How to use Empathy to Design a Better Event

Being in school for social work was interesting because while there are definitely things that you need to learn in order to do the job well, the main skill it requires is empathy, which is nearly impossible to teach in a classroom. Fortunately, social work programs require field work where you get to build your empathy skills. Largely, though, I think empathy is something that just has to develop with time and conscious thought.


Empathy is an incredibly important life skill because it is useful in almost any situation, but in particular I love the way it intersects with my job at Map Dynamics. In software, “Empathic Design” is a new buzzword that really just means putting yourself in the user’s shoes and imagining what the user is thinking and feeling, and building your design based on that. It seems like an extremely simple concept, but if you’ve ever used a frustrating piece of software, you know it’s not always present!

To me though, the concepts of empathic design applies to so much more than software. Empathic design applies to anything you want your customers or members to experience. It’s particularly important when designing an event. We typically use the word “planning” for an event, but I think designing is actually more appropriate. That language assumes that you are taking creative ownership over your event and the experience, which is vital.

So what does empathic design look like for events?


The first step is to imagine every piece of the event experience. This goes from the first time the attendee learns your event exists, to the last time they ever think about it. An event lasts so much longer than the 2-3 days you have your programming! Here are some examples of things you’ll want to think about.

Before the Event

  • What does the process of deciding to attend the event look like? What information do you have available to help someone make that decision? Have you incited a bit of FOMO (fear of missing out)?
  • Once someone has decided to attend, what is the registration process like? Does it get them excited about the event?
  • Once they’re registered, is there something for them to do between now and the event, or is it out of their minds and merely an item on the calendar?

During the Event

  • When they first arrive, how are they feeling? Shy or nervous? Confused about where to go? Excited and ready to jump into the fun right away? Try to account for as many different feelings as you can.
  • What is likely to cause frustration? Is it difficult to figure out where to go? Are people getting burned out by going to too many sessions back-to-back? Is there enough time for people to change clothes, freshen up, and respond to a few emails between activities?
  • Account for your introverts! Find ways to create structured social interactions, and plan some optional activities and/or some intentional downtime to recharge those social batteries.

After the Event

  • Are people sad to be leaving? How can you keep the feelings of fun and connection from the event going?
  • Can you use this opportunity to begin the cycle of your next event - how are they feeling about that event right now?
  • How are your attendees processing what they have learned? How are they able to take that knowledge back to their daily lives? Is there anything you can do to keep this going?
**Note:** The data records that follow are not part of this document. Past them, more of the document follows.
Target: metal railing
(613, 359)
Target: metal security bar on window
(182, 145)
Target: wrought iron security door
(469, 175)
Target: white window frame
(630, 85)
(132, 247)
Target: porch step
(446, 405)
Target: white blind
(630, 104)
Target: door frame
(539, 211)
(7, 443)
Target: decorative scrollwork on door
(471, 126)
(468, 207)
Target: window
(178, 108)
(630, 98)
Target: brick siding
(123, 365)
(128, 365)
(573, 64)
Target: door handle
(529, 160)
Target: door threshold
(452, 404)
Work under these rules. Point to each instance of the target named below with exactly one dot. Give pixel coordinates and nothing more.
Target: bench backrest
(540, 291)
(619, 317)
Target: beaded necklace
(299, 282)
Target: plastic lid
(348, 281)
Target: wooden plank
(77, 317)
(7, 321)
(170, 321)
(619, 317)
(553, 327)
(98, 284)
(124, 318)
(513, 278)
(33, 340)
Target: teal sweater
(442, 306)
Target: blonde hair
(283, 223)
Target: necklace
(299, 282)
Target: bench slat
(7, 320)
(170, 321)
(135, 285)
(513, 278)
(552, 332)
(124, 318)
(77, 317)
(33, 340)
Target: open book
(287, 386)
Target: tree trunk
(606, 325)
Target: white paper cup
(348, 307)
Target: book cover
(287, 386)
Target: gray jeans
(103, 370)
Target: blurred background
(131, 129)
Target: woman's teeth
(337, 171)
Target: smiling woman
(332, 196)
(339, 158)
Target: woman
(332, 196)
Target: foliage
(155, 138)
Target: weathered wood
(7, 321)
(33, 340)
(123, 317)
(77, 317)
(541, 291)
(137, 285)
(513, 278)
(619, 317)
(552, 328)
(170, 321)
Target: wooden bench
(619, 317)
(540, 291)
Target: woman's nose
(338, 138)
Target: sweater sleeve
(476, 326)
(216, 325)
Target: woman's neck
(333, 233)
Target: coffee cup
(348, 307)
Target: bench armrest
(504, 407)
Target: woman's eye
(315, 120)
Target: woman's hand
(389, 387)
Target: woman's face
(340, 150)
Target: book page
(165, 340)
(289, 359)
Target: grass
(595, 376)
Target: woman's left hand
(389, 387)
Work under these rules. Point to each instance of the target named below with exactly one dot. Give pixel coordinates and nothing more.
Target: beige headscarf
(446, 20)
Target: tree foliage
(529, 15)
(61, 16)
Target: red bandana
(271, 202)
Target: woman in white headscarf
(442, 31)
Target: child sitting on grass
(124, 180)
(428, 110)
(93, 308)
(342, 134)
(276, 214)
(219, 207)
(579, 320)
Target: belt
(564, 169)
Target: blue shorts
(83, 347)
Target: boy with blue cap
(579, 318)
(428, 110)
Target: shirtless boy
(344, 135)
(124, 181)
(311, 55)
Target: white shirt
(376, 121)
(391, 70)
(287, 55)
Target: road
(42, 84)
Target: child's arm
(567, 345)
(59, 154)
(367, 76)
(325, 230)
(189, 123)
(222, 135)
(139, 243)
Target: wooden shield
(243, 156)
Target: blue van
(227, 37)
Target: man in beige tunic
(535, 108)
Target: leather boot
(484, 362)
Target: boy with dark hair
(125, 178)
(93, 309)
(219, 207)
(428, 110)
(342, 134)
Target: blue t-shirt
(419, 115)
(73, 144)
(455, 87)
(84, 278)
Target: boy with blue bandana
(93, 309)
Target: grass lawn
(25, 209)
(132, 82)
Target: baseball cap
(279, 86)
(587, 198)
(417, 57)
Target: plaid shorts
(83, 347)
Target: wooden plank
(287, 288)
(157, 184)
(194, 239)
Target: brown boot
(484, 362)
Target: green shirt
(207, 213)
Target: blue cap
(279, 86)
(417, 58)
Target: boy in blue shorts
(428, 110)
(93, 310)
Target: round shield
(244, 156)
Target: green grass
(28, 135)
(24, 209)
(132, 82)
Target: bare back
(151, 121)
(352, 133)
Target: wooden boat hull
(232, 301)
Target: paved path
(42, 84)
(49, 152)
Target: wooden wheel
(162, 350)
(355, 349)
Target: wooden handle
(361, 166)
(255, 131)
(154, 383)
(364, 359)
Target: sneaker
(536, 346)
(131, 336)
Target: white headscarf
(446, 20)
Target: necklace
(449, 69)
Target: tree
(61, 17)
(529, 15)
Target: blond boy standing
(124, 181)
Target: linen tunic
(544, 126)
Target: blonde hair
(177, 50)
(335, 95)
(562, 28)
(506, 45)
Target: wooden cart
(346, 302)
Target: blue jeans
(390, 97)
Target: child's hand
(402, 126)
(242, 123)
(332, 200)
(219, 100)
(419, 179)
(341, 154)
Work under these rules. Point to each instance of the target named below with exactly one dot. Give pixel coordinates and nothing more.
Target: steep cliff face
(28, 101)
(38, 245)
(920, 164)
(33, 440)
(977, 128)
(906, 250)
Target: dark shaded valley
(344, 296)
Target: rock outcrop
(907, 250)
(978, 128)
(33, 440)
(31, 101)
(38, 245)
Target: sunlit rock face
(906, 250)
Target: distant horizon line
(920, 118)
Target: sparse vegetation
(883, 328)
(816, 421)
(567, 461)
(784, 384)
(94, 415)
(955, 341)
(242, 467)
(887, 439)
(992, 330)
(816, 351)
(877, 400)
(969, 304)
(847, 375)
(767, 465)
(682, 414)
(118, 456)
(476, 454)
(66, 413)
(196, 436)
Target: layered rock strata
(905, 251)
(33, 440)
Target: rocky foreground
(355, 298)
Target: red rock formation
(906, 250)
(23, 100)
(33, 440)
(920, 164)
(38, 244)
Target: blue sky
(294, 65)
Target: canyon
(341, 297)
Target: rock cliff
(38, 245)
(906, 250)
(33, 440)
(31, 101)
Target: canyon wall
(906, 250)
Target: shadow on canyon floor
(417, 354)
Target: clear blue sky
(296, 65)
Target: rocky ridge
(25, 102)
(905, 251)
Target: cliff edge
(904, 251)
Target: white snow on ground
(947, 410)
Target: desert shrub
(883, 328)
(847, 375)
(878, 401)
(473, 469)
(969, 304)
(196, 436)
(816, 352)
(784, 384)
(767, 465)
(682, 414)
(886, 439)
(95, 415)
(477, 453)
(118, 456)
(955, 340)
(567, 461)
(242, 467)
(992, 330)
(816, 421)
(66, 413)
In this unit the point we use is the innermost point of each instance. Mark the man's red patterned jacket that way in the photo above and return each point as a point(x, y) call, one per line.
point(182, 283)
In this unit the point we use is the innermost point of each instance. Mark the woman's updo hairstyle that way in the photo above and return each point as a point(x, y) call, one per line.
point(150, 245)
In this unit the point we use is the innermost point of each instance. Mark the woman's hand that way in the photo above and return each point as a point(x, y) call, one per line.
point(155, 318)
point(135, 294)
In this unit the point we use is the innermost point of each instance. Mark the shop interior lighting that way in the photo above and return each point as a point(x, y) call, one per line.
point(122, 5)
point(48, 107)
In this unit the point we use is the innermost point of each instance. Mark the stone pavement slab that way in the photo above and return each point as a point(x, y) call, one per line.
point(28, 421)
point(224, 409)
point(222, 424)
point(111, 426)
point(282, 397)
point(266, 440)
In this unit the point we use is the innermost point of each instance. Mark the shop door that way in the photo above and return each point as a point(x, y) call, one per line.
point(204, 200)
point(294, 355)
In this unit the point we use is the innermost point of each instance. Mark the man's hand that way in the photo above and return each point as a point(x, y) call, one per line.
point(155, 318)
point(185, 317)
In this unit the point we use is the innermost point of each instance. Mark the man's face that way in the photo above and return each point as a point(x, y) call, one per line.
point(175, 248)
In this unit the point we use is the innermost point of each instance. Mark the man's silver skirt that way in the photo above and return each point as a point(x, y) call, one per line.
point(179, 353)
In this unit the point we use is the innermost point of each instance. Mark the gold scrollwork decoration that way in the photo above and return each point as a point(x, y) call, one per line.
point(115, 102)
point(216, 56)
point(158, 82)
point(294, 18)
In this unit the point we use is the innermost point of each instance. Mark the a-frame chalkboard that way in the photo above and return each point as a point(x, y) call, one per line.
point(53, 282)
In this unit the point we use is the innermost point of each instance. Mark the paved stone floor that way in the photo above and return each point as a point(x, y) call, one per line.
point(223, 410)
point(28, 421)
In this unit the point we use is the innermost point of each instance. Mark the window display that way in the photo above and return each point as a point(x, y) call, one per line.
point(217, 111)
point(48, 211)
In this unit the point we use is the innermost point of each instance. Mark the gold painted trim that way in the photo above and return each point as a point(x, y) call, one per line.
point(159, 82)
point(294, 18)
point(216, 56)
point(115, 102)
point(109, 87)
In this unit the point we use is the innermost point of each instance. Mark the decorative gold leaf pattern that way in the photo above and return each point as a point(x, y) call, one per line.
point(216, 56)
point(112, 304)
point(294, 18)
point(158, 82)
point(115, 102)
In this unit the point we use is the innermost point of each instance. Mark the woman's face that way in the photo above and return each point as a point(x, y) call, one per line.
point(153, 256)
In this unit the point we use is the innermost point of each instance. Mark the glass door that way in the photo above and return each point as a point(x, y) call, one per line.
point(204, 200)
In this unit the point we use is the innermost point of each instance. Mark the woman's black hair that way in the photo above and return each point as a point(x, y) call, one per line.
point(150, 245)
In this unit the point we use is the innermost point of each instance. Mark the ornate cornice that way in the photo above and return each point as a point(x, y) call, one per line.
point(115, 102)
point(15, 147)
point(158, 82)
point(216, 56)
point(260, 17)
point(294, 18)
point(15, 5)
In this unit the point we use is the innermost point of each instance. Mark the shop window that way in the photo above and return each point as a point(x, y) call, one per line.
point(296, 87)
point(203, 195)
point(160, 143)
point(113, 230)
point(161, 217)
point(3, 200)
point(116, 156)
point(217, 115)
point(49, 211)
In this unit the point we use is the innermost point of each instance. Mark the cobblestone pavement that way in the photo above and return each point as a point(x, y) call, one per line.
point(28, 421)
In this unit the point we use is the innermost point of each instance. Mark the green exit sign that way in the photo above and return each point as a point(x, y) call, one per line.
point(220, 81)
Of course this is not an exhaustive list of the things to think of when designing an event, but imagining it from a human perspective is an excellent way to start. Imagine your attendees as complete people with families back home, personal lives, and different personality types. While more and more education is moving to the virtual space, in-person events are still (literally) the place to be for networking and fostering connection. What you’re selling is an experience, and if you can design it with empathy you’ll be able to create a much better one for your attendees!